Легенда о Коловрате | страница 38



Половцы бежали с поля боя, внося сумятицу в русские полки, а следом грянула монгольская конница. Все перемешались, и началась смертельная давка, такая, что вздохнуть было нельзя, не то что мечом ударить. Рязанский воевода, рубившийся двумя мечами рядом с Михаилом, оказался прижат к здоровенному татарскому мурзе, с которым бился прежде. Басурман рычал, стараясь сдавить волосатой ручищей горло русича, но Лев Романыч изловчился и всадил ему между пластин панциря засапожный нож. И в глазах у него была та же бешеная ярость, что сейчас у его сына. Потом Михаила уволокла с собой река отступавших воинов, и воеводу он больше не видал. Но запомнил навсегда.

Князь, не в силах выдержать взгляд Коловрата, отвел глаза и сказал:

– Хорошо же. В добрую память об отце твоем дам вам в подмогу лучшую свою сотню из старшей дружины. Это честная мена за его помощь. Князю же, Юрию Игоревичу, передайте, что Михаил Всеволодович войска не даст. Довольно уже черниговским ратникам свои кости в чужой земле оставлять.

Евпатий слушал это известие, и красная пелена застила его взор. Значит, все напрасно. Напрасно Настю одну оставлял, напрасно с Федором не поехал, напрасно коней гнал до Чернигова. Не будет помощи. Крупная дрожь стала вдруг бить его, а дыхание сделалось тяжким и страшным, как у дикого быка. Михаил Всеволодович в опаске невольно сделал шаг назад, а Ингварь удивленно покосился на товарища. Глаза Коловрата смотрели мимо, словно видели что-то ужасное и другим недоступное. Он указал дрожащим перстом вперед и вымолвил страшным от боли голосом:

– На чужой земле не хотите кости оставлять, так в своей схороните. Вижу я, что и град ты свой не сбережешь, и дружину потеряешь. А сам ты, князь, грех свой искупишь только смертию лютой, от меча языческого. И стать тебе святым мучеником за веру христианскую. Так вижу…

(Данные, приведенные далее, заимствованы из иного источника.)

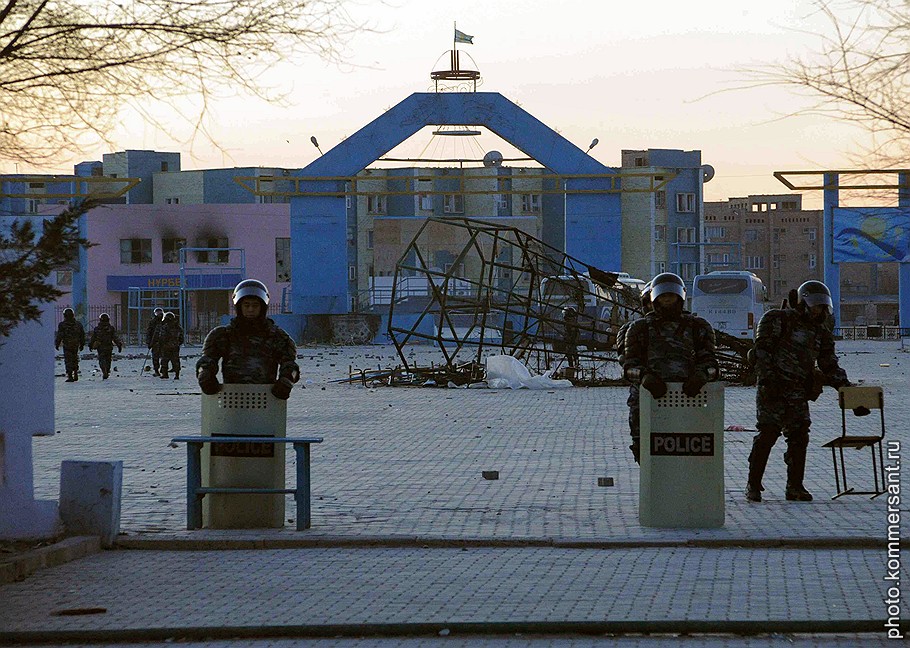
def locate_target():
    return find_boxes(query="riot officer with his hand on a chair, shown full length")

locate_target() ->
[746,281,850,502]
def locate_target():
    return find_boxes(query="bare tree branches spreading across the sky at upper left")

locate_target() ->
[0,0,365,164]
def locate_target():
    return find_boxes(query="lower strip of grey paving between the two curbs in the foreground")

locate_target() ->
[0,547,907,639]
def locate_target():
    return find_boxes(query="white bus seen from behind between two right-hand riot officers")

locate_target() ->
[692,270,767,338]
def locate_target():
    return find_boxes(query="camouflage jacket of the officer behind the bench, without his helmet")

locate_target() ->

Покрасневшие, налившиеся кровью глаза Евпатия внезапно закатились, и он рухнул навзничь на пол белокаменной княжеской палаты.

Глава седьмая

Земля, раскинувшаяся от Рязанских стен до татарского стана, будто вымерла. Ни травинка не шелохнется, ни листочек. Даже птиц не видно, попрятались, напугавшись невесть чего. И словно бы идет жизнь своим чередом, только повисла над лесом и степью плита гранитная, неподъемная – вместо неба. Вот-вот упадет. Лишь мелкий ноябрьский снежок сыплет, укрывает землю тонким саваном. Знает природа, что нависла над русской землей великая беда. Хлопает черными крыльями ордынское воронье, разевает железные ненасытные клювы, учуяв добычу, высматривает недобрым глазом, чем бы поживиться.